Tiago Queiroz/Estadão
Tiago Queiroz/Estadão

Arnaldo Tirone desiste da reeleição no Palmeiras: 'Não tem clima'

Presidente se diz desmotivado e não vai tentar se reeleger no pleito do clube alviverde, que acontece no dia 21 de janeiro

Daniel Akstein Batista, O Estado de S.Paulo

29 Dezembro 2012 | 16h51

SÃO PAULO - Após muitas indefinições, o presidente Arnaldo Tirone finalmente definiu seu futuro e anunciou que não vai concorrer à reeleição no Palmeiras, no pleito do dia 21 de janeiro.

A pressão para que ele desistisse de tentar se manter no poder era grande no clube. As críticas pelo seu mandato só aumentaram após a queda do time no Campeonato Brasileiro, e ele já não contava com muitos aliados políticos.

“Não tem mais motivação nem clima”, afirmou Tirone. “O termômetro foi o que aconteceu nos últimos dois meses. Perdemos a guerra no Brasileiro.

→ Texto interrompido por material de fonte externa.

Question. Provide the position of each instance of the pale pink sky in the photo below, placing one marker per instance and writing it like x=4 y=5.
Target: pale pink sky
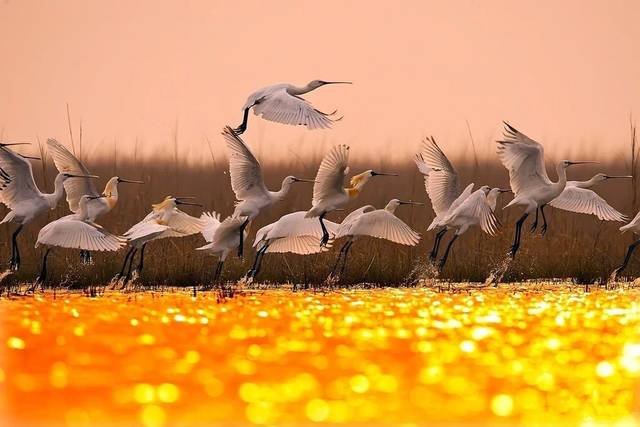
x=567 y=73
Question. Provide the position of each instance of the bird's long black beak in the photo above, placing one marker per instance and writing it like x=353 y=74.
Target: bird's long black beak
x=69 y=175
x=132 y=181
x=8 y=144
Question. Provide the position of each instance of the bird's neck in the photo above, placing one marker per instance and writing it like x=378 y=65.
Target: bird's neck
x=284 y=189
x=299 y=90
x=53 y=198
x=111 y=193
x=391 y=208
x=562 y=178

O momento para se reeleger não era favorável, então achei melhor recuar.”

O poder do presidente já havia sido enfraquecido após a decisão do Conselho de Orientação Fiscal (COF), na semana passada, que ordenou que qualquer contratação ou decisão do presidente teria de passar pelo crivo do órgão.

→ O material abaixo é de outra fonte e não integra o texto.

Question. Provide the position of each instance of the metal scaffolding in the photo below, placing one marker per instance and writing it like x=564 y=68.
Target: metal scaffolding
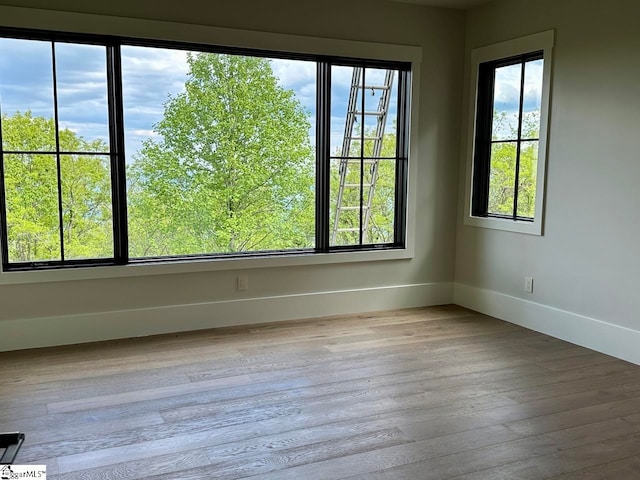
x=359 y=162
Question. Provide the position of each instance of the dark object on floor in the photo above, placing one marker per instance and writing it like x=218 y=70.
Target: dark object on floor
x=11 y=443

Sem Tirone na corrida eleitoral, o cargo de presidente deverá mesmo ficar restrito a Décio Perin e Paulo Nobre. Tirone, no entanto, ainda não definiu quem vai ganhar o seu voto.

Gestão

Filho do famoso diretor alviverde também chamado de Arnaldo Tirone (um dos respondáveis pela formação da primeira academia do Palmeiras, quando vendeu o craque Chinezinho e contratou 11 jogadores), o atual mandatário palmeirense chegou ao poder em 2011, graças aos apoios de Mustafá Contursi e Affonso Della Monica, ajudas que não viriam caso tentasse o cargo novamente em 2013.  

Ao longo de dois anos no cargo sofreu com a falta de recursos financeiros e a inexperiência como presidente. No Campeonato Brasileiro 2011 viu o clima no vestiário da equipe explodir após o atacante Kléber e o técnico Luiz Felipe Scolari discutirem devido ao incidente causado por membros de uma torcida organizada que agredirem o volante João Vitor. O alívio veio em julho de 2012, quando o time, mesmo sem grandes reforços, conseguiu se sagrar campeão da Copa do Brasil.

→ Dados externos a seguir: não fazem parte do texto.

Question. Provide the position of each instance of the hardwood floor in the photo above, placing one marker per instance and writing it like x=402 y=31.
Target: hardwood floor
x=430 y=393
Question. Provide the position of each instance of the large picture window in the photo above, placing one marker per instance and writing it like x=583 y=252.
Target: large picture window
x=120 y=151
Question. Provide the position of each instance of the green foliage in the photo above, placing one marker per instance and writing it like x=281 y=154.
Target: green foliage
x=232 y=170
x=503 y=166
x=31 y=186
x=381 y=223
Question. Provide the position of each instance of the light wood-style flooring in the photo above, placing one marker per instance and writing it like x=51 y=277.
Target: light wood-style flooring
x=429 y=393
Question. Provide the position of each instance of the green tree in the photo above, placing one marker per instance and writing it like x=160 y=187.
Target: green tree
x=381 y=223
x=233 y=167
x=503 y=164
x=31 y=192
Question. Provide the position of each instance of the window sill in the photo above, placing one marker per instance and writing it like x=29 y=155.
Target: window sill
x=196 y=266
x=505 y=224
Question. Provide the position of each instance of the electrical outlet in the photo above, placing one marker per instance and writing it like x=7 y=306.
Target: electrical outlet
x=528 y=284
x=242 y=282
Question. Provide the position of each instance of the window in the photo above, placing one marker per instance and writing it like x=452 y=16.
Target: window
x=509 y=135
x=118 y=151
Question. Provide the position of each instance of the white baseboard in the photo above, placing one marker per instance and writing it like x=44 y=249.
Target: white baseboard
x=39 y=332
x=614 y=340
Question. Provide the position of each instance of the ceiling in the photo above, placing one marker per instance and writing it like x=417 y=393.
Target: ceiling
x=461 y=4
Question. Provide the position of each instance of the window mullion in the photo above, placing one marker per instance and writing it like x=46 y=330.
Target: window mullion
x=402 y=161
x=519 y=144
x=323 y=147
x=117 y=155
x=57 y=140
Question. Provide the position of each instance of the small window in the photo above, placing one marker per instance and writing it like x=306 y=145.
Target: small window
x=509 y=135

O momento de glória da gestão Arnaldo Tirone durou pouco. O time, classificado para a Libertadores, começou a afundar no Campeonato Brasileiro. Já sem Felipão, que saiu do comando da equipe após a derrota por 3x0 para o Vasco em São Januário,  Tirone viu o Palmeiras entrar e não sair mais da zona de rebaixamento no Nacional. Ele deixa o cargo com a marca de ser campeão e rebaixado no mesmo ano.